After seven months collecting samples, Pepper had tons of data. He decided to forgo visiting the other six continents, and instead, hit the books again to complete a PhD.

TV personality

person in an airplane
Pepper flies an ultralight aircraft over the Arizona desert.

After graduating with a PhD in geochemistry, Pepper taught some college courses while also trying to make it big as a TV personality. In total, Pepper said he has done about 30 shows on about eight series, everything from blowing things up on Mythbusters to geology shows. Earlier this year, he was featured in a History Channel show called History’s Greatest Mysteries with Lawrence Fishburne.

Journey to Mānoa

Pepper came to UH Mānoa from the University of Arizona, where he worked as geochemistry lab manager for Arizona LaserChron, an instructor for geosciences and a videographer for UA Communications and Marketing. He and his family made the journey to the islands because his wife, who is from Tokyo, wanted to be closer to her family and have their kids experience the aloha ʻāina spirit.

“It’s been awesome. The engineering college has been great with how everybody chips in to do what is needed,” Pepper said. “I’ve been really fortunate to not only have this job, but have the engineering ʻohana to support me.”

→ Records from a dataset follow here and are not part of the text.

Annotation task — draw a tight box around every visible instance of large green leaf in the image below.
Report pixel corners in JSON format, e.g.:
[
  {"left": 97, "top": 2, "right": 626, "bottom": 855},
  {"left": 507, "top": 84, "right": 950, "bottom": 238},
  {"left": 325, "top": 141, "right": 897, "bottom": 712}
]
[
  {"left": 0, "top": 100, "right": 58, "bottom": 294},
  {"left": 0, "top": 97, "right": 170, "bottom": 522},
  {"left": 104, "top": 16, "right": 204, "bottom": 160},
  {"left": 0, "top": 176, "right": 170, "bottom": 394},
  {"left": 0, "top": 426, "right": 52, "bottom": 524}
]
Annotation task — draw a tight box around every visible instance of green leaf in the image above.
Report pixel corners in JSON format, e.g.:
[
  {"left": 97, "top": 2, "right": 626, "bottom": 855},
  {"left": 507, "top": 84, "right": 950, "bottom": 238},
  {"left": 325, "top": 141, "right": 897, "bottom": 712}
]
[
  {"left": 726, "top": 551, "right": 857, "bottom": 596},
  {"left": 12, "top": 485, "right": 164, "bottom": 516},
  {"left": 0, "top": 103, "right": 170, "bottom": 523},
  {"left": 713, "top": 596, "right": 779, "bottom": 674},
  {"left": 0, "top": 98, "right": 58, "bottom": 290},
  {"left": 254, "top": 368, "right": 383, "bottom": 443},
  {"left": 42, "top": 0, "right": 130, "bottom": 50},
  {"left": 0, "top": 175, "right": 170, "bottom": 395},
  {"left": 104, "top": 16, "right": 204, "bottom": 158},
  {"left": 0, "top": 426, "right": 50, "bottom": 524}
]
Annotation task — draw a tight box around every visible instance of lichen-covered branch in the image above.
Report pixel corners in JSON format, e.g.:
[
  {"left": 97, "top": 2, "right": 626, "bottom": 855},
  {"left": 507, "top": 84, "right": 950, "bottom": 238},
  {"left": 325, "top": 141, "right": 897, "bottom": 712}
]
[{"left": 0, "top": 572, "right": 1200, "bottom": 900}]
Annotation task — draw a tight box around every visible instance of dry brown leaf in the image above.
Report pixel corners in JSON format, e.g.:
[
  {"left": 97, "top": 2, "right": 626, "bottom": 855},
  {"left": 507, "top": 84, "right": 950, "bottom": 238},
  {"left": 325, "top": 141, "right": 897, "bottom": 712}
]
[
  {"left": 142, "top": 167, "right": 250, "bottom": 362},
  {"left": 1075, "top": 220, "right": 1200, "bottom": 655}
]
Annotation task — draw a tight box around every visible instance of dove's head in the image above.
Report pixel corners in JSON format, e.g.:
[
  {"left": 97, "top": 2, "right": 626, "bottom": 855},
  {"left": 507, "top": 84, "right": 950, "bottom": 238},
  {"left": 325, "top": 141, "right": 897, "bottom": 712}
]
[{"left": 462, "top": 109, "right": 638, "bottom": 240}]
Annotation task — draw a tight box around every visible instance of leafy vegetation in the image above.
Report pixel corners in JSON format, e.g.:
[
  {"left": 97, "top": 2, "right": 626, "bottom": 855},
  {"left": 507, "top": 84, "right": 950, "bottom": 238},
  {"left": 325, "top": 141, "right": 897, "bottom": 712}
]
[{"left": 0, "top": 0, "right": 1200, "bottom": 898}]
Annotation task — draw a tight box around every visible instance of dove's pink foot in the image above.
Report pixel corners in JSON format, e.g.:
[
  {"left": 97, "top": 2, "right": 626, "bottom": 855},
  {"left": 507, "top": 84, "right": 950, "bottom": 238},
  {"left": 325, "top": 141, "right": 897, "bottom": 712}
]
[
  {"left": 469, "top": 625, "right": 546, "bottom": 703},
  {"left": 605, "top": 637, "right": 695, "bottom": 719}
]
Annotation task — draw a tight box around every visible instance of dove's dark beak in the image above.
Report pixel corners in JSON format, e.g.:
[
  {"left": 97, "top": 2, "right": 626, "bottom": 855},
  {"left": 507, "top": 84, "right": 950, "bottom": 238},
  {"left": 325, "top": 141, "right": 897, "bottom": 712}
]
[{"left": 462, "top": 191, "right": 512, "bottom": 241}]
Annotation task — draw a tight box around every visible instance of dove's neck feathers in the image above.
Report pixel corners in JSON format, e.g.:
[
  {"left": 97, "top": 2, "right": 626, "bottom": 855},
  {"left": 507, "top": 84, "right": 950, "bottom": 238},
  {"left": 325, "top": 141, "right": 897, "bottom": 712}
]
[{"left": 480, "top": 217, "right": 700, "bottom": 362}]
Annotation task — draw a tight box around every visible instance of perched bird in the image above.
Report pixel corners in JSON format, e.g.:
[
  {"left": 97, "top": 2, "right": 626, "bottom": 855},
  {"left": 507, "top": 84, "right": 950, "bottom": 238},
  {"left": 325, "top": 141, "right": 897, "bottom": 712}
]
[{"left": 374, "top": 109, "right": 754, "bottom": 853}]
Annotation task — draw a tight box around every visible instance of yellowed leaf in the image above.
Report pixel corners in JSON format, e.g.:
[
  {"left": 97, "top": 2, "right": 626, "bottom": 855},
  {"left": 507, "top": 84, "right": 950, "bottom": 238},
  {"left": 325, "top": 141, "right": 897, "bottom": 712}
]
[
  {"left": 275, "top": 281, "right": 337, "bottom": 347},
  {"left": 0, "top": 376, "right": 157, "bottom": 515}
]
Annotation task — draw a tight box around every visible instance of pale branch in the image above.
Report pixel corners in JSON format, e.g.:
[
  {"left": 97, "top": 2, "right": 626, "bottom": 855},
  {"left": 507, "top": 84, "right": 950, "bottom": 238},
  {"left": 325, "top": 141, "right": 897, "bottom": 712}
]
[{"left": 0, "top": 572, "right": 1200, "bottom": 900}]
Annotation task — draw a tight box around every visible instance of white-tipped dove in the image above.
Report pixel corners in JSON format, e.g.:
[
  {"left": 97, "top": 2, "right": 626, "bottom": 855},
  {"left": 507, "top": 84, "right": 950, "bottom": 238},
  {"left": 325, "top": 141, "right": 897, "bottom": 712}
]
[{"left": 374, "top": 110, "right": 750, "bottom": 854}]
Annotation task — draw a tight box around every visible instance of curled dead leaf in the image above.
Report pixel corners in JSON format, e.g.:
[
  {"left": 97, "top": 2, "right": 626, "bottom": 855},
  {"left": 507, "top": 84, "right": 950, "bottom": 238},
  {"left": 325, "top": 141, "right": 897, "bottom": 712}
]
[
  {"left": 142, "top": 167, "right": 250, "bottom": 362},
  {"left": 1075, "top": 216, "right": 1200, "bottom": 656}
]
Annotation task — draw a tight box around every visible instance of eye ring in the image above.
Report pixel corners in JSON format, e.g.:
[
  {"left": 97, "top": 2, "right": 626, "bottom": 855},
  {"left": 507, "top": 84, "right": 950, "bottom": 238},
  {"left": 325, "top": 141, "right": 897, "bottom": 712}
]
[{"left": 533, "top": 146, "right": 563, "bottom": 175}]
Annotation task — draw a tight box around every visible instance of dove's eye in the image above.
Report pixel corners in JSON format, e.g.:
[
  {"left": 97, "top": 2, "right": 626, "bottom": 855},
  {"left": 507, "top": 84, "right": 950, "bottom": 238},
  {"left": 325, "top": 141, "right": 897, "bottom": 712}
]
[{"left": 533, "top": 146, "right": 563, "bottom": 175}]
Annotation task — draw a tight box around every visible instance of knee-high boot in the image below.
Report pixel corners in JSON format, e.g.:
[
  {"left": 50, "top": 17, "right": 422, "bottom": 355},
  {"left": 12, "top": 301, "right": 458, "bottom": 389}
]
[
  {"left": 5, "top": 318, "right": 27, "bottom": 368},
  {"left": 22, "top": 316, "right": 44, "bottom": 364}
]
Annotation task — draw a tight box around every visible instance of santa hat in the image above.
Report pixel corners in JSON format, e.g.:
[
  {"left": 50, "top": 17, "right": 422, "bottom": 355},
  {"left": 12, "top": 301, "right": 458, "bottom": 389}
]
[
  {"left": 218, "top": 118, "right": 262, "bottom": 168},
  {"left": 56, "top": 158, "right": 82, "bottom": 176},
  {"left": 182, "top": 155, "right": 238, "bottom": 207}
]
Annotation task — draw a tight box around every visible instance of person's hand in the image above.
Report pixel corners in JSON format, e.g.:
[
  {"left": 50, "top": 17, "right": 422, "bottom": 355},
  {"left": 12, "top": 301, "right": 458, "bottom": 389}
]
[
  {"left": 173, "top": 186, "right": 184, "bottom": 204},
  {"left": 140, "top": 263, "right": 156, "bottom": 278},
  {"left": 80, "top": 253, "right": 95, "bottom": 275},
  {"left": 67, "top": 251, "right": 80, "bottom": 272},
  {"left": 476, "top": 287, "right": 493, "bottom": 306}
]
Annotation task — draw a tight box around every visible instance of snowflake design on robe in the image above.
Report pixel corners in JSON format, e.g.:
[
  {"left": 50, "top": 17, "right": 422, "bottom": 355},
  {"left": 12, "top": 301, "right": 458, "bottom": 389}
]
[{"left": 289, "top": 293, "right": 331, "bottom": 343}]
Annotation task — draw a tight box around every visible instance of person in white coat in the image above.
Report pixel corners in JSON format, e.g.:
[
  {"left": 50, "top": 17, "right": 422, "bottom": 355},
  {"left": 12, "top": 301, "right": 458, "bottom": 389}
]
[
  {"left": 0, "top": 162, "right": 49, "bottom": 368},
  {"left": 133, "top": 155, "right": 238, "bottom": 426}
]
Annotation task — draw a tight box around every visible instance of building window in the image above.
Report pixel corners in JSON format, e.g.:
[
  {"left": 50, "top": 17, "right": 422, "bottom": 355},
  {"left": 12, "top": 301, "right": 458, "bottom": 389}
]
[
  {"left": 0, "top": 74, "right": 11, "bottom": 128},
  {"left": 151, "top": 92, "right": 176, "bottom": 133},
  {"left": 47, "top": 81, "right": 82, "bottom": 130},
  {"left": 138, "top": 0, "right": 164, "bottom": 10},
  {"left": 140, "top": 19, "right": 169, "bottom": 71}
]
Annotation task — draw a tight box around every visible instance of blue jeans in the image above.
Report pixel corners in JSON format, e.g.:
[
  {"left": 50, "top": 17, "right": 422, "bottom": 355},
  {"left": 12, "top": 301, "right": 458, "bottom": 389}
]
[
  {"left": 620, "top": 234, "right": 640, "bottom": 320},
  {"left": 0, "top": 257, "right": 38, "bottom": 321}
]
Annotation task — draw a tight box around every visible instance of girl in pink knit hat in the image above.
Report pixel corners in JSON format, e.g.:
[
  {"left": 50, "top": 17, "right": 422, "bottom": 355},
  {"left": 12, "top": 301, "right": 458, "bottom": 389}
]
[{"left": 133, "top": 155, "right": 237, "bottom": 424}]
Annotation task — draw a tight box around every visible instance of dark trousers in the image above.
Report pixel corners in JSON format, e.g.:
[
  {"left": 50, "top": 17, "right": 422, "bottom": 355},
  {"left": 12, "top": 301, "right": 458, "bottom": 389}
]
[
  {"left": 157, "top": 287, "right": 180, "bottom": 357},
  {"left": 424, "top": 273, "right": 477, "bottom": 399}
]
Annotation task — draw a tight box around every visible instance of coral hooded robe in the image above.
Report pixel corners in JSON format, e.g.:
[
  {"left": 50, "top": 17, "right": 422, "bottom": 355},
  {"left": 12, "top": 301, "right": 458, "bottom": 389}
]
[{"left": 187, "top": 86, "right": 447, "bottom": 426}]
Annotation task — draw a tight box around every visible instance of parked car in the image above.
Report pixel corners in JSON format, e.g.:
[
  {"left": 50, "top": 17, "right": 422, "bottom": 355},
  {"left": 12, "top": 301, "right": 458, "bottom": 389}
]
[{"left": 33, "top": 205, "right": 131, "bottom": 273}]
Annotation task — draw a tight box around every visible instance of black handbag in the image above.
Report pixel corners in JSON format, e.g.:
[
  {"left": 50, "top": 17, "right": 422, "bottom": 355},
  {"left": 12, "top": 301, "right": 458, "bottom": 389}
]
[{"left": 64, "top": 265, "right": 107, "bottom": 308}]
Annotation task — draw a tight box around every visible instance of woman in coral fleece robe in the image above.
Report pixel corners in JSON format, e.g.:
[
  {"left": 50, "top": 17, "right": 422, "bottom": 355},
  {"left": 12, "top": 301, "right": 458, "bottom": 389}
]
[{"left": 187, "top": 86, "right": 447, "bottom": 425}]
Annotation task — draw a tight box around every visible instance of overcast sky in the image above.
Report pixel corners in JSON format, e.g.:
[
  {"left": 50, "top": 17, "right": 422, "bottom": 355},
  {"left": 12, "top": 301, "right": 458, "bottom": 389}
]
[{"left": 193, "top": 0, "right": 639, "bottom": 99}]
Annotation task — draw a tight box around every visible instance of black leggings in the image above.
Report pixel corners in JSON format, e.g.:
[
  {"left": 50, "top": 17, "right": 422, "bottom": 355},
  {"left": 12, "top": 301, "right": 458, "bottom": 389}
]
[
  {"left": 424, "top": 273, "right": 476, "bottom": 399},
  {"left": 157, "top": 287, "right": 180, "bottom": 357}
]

Kimberly Perez Hults, the college’s director of marketing and outreach relations said, “I was intrigued to learn about Dr. Pepper’s diverse and exciting background and knew he’d fit right in with our eclectic team at the College of Engineering. It’s been such a pleasure working with Marty and I know we’ve only just scratched the surface of utilizing his talents as a scientist, researcher, educator, motivational speaker and resident daredevil!”

—By Marc Arakaki

person working on his motorcycle
Pepper tending to his motorcycle on the side of the road.